WASHINGTON — A Colorado company that said last year it had achieved a technological breakthrough in space transportation has decided to shut down, citing the high costs and risks associated with further development.
Escape Dynamics of Broomfield, Colorado, announced on its website recently that it decided to wind down its operations because its “external propulsion” technology was not attractive enough to potential investors to fund its continued development.
“While microwave propulsion is feasible and is capable of efficiency and performance surpassing chemical rockets, the cost of completing the R&D all the way through operations makes the concept economically unattractive for our team at this time,” the company stated in a brief note posted on its website.
“We also concluded that at current stage technical risks and uncertainty about the cost and timeline are still very high and are not attractive to private investors,” the statement continued. “Therefore, we decided to discontinue the operation of Escape Dynamics and stopped the R&D effort at the end of 2015.”
The company did not disclose additional details about its decision, and did not respond to an email inquiry Feb. 2. It’s unclear how many employees lost their jobs when the company decided to shut down, but an undated group photo on the site included 20 people.
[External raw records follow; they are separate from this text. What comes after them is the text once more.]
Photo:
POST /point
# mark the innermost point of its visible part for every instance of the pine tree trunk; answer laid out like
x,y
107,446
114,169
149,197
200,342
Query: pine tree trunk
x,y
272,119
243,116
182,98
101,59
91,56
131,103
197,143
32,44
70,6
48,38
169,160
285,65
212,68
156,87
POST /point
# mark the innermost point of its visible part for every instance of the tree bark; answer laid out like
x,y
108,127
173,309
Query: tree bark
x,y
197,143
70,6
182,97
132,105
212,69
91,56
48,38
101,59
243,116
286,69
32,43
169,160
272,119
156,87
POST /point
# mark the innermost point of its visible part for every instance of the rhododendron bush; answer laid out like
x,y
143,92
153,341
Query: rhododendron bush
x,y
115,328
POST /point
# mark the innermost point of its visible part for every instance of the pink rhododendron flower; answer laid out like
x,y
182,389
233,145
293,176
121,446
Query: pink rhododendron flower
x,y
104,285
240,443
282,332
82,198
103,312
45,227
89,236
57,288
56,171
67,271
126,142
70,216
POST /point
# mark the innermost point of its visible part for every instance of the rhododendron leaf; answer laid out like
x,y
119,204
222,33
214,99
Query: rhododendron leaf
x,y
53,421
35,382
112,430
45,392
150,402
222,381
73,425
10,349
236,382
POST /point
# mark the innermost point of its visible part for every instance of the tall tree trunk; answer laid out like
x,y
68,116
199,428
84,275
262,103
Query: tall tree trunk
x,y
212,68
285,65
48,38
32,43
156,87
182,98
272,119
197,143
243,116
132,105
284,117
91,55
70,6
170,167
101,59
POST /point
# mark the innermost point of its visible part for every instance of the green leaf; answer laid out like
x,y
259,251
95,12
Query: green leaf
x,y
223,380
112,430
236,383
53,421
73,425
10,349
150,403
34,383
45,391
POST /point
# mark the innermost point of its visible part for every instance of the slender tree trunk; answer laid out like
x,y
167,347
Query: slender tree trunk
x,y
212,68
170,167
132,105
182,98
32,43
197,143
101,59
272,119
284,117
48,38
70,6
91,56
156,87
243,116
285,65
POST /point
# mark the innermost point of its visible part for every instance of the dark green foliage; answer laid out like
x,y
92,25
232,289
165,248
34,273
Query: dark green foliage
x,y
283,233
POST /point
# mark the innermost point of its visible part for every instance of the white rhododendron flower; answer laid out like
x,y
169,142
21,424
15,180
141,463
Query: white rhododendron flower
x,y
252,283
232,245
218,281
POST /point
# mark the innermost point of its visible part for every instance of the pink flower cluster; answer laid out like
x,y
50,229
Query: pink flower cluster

Escape Dynamics had been working on microwave propulsion technology, where a transmitter on the ground beams microwaves to a vehicle ascending into space. The microwaves heat a propellant such as helium or hydrogen to generate thrust.
Beamed propulsion technology offers the potential of simpler and more efficient launch vehicles, and therefore less expensive access to space. Tests by Escape Dynamics indicated that microwave propulsion had a specific impulse, a measure of rocket engine efficiency, higher than the most energetic chemical propellants in common use today.
“Microwave-powered launch is the next giant leap in spaceflight because it has the capability to produce specific impulse above the threshold needed for single-stage-to-orbit operations,” said company president Laetitia Garriott de Cayeux in a presentation last July at the NewSpace 2015 conference in San Jose, California.
At the conference, Garriott announced that Escape Dynamics had completed a small-scale test of microwave propulsion in its lab, using microwaves to heat up helium propellant and generating thrust. The tests demonstrated the effectiveness of overall technology, she said.
The company had plans to scale up the tests over the next few years, conducting tests in the field using hydrogen propellant. It eventually planned to develop a reusable single-stage launch vehicle using microwave propulsion to carry payloads weighing up to 200 kilograms into orbit at about one percent the cost of current launch systems.
“We are three years into an eight-year plan,” Garriott said in July. The company did not disclose how much it had raised, or how much it expected its full development program to cost.